AB It's a little weird, but I mean, I would like it less if his describing her as fervent didn't sort of dovetail into his describing her as better than he is. Which makes me believe it's some sort of lopsided attempt at affection/praise, which I can appreciate even buried as it is in an attempt to backpedal about his loony parents.


message 13: by unnarrator (new)

unnarrator Maybe it's because I'm thinking of Jeanette Winterson/MYSELF, but I'd take her word over his when it comes to just how intensely she experienced the "born-again lunacy" with which she grew up. I mean, it was HER experience, so I think she gets to describe how it affected her, even if HE thinks it wasn't really evangelical or whatever, now. Because evangelical is evangelical. And she was a poet (having read Psychosis 4.48 I stand by this assertion), and it was going to hit her like that, because she was Sensitive.

And also I find something weird about his suddenly discovering this passion for the theatre, too? In the second half of that article?

"Simon Kane is looking out on to the Royal Court and talking about Sarah's influence on him. He says it's only in the past three years or so that he has really got to grips with theatre. When he first read Blasted, he was baffled, asked her what's that all about then. She told him to read it again. So he did. And again, until he began to realise how good it was. In the last year of Sarah's life, she began to take him to see plays, recommend texts for him to read, talk to him about new projects. As if she was preparing him for his new life. Really, he says, they always had a lot in common."

But. I'm just cynical and paranoid and bitchy for some reason tonight. Ignore me.


message 14: by AB (new) - added it

AB But. I'm just cynical and paranoid and bitchy for some reason tonight. Ignore me.

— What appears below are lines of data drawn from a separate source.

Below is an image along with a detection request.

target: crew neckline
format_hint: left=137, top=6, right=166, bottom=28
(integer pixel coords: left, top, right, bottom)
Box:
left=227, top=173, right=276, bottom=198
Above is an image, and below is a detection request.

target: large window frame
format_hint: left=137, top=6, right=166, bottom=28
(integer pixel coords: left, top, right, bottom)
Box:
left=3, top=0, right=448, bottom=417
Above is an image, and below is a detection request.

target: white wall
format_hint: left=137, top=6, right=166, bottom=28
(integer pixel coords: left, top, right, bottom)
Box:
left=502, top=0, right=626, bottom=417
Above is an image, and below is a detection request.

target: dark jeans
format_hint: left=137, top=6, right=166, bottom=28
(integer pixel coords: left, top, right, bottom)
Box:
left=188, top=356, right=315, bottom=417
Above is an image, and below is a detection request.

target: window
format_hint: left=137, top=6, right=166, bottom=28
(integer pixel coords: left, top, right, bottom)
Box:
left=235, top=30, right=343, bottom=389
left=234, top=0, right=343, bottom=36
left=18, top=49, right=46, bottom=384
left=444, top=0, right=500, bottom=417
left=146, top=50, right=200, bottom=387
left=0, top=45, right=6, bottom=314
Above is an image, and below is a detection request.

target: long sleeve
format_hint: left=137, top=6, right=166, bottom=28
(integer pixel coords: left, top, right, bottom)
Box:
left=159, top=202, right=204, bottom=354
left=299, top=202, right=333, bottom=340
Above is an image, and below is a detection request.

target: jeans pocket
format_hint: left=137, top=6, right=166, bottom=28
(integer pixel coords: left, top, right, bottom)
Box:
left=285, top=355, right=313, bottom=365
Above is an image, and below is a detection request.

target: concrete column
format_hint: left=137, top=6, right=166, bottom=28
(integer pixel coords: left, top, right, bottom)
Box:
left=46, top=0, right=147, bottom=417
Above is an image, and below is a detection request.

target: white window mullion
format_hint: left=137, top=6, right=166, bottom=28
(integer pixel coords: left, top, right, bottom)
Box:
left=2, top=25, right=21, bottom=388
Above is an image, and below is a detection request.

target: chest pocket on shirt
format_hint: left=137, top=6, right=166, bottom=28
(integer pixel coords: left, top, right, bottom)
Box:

No, it's fine. Really I don't disagree with you; I'm just approaching it from a more benefit-of-the-doubt-inclined angle, I guess. Which totally has nothing to do with you or with Simon Kane and everything to do with the fact that my own relationships with my siblings are so guilt-sodden that I cling to depictions of other sibling relationships, however unrealistic, all "Hey look it can totally exist someday! See see!"

Sigh.


message 15: by unnarrator (new)

unnarrator Siblings! I forget about those (not having any, or being one). But yes I think they can. Exist. Guilt-free relationships. Though there is all that inconvenient Inner-Work and Passage-of-Time stuff involved. Which Simon, tragically, now doesn't get to do with his sister (though he still gets to do it alone).

I wonder if he'll be directing other people's plays in ten years' time? [/cynicism and paranoia:]

PS Why DOES Goodreads insist on putting colons right before my closing brackets?! Makes me barmy, that does.